Abstract:Streaming speech translation (StreamST) requires determining appropriate timing, known as policy, to generate translations while continuously receiving source speech inputs, balancing low latency with high translation quality. However, existing StreamST methods typically operate on sentence-level speech segments, referred to as simultaneous speech translation (SimulST). In practice, they require collaboration with segmentation models to accomplish StreamST, where the truncated speech segments constrain SimulST models to make policy decisions and generate translations based on limited contextual information.
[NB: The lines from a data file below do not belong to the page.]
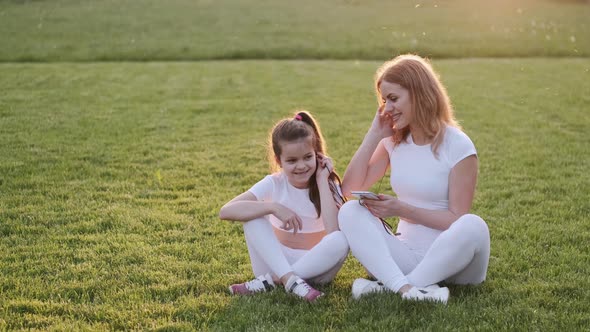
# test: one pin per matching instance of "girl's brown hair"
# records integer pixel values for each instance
(303, 125)
(431, 105)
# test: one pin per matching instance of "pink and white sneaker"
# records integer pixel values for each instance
(302, 289)
(261, 284)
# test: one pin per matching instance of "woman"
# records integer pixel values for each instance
(433, 173)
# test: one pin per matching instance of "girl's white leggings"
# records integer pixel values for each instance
(268, 255)
(459, 255)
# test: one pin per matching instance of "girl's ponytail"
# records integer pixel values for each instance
(333, 180)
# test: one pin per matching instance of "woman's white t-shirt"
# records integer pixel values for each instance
(421, 179)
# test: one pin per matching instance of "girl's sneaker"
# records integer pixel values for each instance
(363, 286)
(440, 294)
(302, 289)
(261, 284)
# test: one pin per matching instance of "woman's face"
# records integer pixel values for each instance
(397, 104)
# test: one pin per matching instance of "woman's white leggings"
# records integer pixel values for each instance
(459, 255)
(268, 255)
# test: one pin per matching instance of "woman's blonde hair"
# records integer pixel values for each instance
(431, 105)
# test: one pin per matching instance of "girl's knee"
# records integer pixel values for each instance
(338, 244)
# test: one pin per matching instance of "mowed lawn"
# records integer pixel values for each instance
(148, 30)
(112, 176)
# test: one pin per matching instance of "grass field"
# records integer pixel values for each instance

Moreover, SimulST models struggle to learn effective policies due to the complexity of speech inputs and cross-lingual generation. To address these challenges, we propose StreamUni, which achieves StreamST through a unified Large Speech-Language Model (LSLM). Specifically, StreamUni incorporates speech Chain-of-Thought (CoT) in guiding the LSLM to generate multi-stage outputs. Leveraging these multi-stage outputs, StreamUni simultaneously accomplishes speech segmentation, policy decision, and translation generation, completing StreamST without requiring massive policy-specific training. Additionally, we propose a streaming CoT training method that enhances low-latency policy decisions and generation capabilities using limited CoT data. Experiments demonstrate that our approach achieves state-of-the-art performance on StreamST tasks.